In order to be considered as a candidate, applicants must present a plan they have ideally implemented and evaluated. They are allowed to edit plan and highlight the elements of Research, Planning, Implementation and Evaluation (better known as RPIE) they would have done differently if money, time and/or policy were not an issue. The plan is presented before three area APRs. In addition to assessing the plan the panel are assessing the knowledge, skills, abilities (KSAs) not readily verified in an exam. If approved, candidates must then pass a 200 question exam.
While Felts breezed through the process over the past year, it took 15 years after he submitted his first application before he was able to devote the time the accreditation process requires. As Felts's career continued to take off in addition to earning a master of arts in international communications from Georgetown University and a doctorate in education management from Drexel University, there simply was no time.
"After the doctoral degree ended I thought to myself ‘Okay, I have got to get this done,'" Felts said. "So, about a year ago I resubmitted the application, and kind of locked myself away and started studying."
Felts worked hard in that year, creating a campaign for his hometown in North Carolina, a small town with a revitalized moonshine distillery industry, titled "Where the Moon Shines Still" as part of his application in addition to passing the 200 questions skills-based test on the first try. According to Felts, the benefits to becoming an APR abound.
"I learned so much throughout the entire process," Felts said. "Even though I've been teaching it for 10 years full-time and practicing in some way or another, this put a framework around the knowledge I have. In some ways this process made the most sense to me. It's worthwhile, and a great learning opportunity. It's also helps you get a new credential after your name. You become an APR and you join a group of people who kind of think the same way as you do."

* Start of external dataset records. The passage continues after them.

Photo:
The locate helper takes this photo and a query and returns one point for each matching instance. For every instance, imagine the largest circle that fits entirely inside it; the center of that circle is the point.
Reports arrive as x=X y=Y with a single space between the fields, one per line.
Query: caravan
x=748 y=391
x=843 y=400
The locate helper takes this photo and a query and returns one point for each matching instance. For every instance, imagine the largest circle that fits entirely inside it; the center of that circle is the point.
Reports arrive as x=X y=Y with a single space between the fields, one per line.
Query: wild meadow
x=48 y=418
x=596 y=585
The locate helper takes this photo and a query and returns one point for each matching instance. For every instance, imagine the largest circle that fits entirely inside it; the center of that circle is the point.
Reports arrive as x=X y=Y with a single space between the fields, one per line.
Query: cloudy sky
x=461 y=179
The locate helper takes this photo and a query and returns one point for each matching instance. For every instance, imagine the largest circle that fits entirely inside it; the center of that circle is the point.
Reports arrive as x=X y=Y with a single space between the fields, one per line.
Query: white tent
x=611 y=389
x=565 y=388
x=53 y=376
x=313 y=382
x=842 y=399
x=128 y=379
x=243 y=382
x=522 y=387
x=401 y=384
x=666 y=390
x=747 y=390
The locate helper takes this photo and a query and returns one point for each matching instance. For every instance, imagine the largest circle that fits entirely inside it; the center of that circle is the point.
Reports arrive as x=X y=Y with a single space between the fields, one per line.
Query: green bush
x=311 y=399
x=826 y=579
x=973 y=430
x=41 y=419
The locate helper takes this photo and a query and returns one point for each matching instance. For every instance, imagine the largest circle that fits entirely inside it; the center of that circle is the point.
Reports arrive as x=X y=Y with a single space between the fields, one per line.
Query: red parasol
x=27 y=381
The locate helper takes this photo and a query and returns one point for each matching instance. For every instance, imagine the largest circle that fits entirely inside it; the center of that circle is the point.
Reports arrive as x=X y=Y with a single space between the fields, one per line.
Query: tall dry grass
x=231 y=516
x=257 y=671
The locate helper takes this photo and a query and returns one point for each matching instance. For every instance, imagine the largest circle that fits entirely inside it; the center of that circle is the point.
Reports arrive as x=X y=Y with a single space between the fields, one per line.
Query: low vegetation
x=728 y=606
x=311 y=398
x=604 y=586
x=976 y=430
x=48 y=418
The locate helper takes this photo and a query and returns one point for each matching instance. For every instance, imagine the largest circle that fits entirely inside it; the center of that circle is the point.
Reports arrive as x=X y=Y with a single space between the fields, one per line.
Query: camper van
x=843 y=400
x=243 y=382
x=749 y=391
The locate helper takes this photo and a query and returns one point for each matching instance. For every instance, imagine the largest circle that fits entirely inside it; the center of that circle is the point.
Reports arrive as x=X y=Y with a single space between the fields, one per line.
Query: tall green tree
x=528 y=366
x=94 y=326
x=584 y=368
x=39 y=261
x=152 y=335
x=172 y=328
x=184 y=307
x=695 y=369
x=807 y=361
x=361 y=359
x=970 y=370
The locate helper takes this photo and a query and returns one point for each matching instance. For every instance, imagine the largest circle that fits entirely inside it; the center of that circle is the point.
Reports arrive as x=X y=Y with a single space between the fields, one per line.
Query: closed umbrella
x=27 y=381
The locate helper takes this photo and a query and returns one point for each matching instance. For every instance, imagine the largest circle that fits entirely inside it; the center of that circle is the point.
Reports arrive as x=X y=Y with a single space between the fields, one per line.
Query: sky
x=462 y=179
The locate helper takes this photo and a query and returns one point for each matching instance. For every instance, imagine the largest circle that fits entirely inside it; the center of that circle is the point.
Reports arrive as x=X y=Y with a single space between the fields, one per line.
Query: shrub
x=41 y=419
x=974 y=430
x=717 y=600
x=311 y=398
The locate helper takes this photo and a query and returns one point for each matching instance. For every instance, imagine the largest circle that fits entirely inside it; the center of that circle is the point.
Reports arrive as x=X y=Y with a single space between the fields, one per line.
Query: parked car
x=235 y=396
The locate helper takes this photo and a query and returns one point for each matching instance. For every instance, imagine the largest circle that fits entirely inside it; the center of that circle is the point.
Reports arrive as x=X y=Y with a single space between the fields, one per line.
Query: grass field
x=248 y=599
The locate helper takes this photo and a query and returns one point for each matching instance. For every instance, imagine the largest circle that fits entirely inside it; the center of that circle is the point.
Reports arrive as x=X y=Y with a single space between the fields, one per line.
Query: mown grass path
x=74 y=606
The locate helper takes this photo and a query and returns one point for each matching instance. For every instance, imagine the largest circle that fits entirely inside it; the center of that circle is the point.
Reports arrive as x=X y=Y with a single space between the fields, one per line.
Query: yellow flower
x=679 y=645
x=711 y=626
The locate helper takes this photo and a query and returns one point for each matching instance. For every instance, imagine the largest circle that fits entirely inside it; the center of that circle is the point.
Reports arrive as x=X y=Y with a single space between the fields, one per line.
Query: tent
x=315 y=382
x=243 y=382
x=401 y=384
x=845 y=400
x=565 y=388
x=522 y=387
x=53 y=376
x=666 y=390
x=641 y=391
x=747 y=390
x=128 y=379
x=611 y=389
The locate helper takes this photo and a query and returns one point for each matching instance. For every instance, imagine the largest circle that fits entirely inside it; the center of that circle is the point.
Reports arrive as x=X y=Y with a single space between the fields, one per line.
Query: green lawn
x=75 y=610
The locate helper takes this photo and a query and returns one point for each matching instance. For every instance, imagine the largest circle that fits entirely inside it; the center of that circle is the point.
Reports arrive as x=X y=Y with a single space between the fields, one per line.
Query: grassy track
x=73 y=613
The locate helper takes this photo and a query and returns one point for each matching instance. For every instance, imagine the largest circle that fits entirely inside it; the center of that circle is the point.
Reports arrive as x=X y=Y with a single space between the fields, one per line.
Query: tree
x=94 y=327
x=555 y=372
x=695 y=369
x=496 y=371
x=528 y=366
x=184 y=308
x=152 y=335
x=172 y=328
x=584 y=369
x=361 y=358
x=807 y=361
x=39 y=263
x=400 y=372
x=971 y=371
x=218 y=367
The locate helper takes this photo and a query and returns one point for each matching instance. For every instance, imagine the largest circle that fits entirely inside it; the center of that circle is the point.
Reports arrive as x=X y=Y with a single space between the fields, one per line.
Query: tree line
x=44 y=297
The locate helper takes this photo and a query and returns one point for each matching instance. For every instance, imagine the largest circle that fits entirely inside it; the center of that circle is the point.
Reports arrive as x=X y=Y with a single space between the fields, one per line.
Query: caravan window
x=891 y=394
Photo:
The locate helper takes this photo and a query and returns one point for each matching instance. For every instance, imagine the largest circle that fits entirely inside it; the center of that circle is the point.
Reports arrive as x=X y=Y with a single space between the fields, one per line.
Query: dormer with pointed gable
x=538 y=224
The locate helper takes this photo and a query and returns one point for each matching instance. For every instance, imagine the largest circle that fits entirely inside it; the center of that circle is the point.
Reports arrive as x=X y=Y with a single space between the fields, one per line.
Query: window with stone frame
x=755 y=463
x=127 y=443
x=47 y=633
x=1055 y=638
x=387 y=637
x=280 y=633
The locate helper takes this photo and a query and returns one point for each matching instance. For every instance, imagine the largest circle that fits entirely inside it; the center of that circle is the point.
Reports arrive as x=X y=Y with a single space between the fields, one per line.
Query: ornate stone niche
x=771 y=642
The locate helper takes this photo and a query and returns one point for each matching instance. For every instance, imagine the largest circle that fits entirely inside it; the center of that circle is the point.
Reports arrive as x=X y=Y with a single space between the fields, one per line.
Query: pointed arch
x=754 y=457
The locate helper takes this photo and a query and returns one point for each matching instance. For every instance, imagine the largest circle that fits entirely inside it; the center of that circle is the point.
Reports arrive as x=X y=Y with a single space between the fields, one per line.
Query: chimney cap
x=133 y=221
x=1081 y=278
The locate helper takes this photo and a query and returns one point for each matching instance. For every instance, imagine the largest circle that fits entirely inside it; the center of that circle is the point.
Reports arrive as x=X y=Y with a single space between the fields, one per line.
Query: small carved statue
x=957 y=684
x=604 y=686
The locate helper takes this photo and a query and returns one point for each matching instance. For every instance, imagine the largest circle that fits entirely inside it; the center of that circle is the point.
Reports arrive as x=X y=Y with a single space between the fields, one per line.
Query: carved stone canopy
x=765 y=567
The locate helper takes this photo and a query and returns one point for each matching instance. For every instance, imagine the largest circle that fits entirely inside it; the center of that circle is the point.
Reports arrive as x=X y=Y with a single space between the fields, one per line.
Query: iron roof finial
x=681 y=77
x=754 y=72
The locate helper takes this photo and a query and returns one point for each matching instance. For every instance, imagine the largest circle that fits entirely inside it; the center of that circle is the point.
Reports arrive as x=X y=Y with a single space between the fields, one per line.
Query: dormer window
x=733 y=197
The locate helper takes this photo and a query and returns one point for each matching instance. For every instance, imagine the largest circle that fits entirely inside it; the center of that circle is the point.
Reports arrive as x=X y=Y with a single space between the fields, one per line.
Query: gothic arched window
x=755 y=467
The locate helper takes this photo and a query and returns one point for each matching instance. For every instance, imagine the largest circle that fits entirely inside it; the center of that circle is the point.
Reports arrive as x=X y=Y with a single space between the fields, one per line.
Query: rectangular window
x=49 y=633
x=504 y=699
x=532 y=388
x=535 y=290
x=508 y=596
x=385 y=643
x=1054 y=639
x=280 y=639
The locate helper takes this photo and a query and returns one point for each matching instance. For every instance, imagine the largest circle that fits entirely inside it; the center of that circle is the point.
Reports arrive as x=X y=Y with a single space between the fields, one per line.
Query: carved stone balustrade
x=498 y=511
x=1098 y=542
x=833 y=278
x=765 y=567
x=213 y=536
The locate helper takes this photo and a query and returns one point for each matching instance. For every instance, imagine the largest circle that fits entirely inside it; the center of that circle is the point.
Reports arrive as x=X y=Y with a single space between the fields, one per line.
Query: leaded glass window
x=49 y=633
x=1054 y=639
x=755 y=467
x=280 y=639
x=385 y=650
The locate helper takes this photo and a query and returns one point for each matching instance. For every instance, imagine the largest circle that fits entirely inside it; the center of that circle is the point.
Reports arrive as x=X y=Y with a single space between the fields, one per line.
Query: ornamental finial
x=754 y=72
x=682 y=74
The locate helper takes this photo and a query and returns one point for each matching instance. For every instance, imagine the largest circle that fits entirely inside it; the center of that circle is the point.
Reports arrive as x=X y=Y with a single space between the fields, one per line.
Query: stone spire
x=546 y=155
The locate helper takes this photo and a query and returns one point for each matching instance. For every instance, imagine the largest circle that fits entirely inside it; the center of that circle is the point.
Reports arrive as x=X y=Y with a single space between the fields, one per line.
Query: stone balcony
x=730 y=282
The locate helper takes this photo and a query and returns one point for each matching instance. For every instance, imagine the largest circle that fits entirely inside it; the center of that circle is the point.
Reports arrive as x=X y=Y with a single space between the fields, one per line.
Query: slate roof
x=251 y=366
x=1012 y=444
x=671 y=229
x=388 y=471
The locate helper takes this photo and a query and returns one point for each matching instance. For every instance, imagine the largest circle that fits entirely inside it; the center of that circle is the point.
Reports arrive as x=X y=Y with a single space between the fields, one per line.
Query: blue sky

While professionals must be at least five years into their career to qualify for the APR credential, there is an option for students and recent graduates offered through the Public Relations Student Society of America. Students can earn their Certificate in Principles of Public Relations within six months before or after their graduation date. Felts feels strongly that students should consider pursuing the student certification as it can help them stand out in an increasingly competitive job market.